My daughter has just left university. While a student she had access to the internet and TV from Virgin Media. She started the contract in September 2009, renewed it in September 2010 for a year - and cancelled it when she left university on June 6 this year. Virgin now demands a £44.99 cancellation fee. This seems excessive.
We have been unsuccessful in our attempts to talk to Virgin Media at its stores, which say they cannot help. When we did speak to them on the phone we were promised a new bill to specify the charges, but this did not arrive. BC
Virgin Media tells us the £44.99 is the account balance comprising the last service bill, which was not paid, plus a contract cancellation fee, as laid down in the contract. The company argues the bill is correct. A spokesman adds that contract termination fees "are regulated by Ofcom and are standard across all contract-based continuous service providers".

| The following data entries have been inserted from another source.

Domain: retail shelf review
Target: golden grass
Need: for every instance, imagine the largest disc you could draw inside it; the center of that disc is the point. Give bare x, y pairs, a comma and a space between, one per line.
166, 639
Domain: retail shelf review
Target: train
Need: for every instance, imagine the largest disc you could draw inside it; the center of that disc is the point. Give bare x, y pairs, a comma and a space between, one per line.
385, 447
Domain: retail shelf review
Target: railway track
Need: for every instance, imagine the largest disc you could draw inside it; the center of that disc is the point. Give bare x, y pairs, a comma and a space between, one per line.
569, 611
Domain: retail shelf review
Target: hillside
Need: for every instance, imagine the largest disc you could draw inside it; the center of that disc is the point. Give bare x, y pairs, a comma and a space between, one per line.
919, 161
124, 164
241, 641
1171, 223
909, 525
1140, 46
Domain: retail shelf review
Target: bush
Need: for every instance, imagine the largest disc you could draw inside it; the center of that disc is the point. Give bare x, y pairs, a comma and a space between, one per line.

We checked this with Ofcom, which advised us that Virgin Media - along with BT and TalkTalk - agreed to reduce its contract termination fees last year. Virgin Media's lower fees were adopted in October and November. Termination charges for its common broadband and phone package that had been £29.99 were reduced to a more reasonable £4.63.
With assistance from Questions of Cash (April 9, 2011), I obtained a refund from Ryanair for costs incurred as a result of a flight cancellation caused by the volcanic ash.
I have eventually obtained a statement explaining which parts of my claim had been accepted. It turns out that Ryanair rejected approximately €100 of our claim in respect of two meals on the basis that we could only supply credit card vouchers rather than receipts. Yet we have demonstrated that we incurred the expenditure in two restaurants. RR
Ryanair spokesman Stephen McNamara responds: "The EU261 guidelines are quite clear in requiring 'receipts' and not simply credit card payment slips, which are not receipts. Since we have already refunded €796 of this passenger's €980 claim, with just €94.20 disallowed for non-receipts, we have more than met our obligations."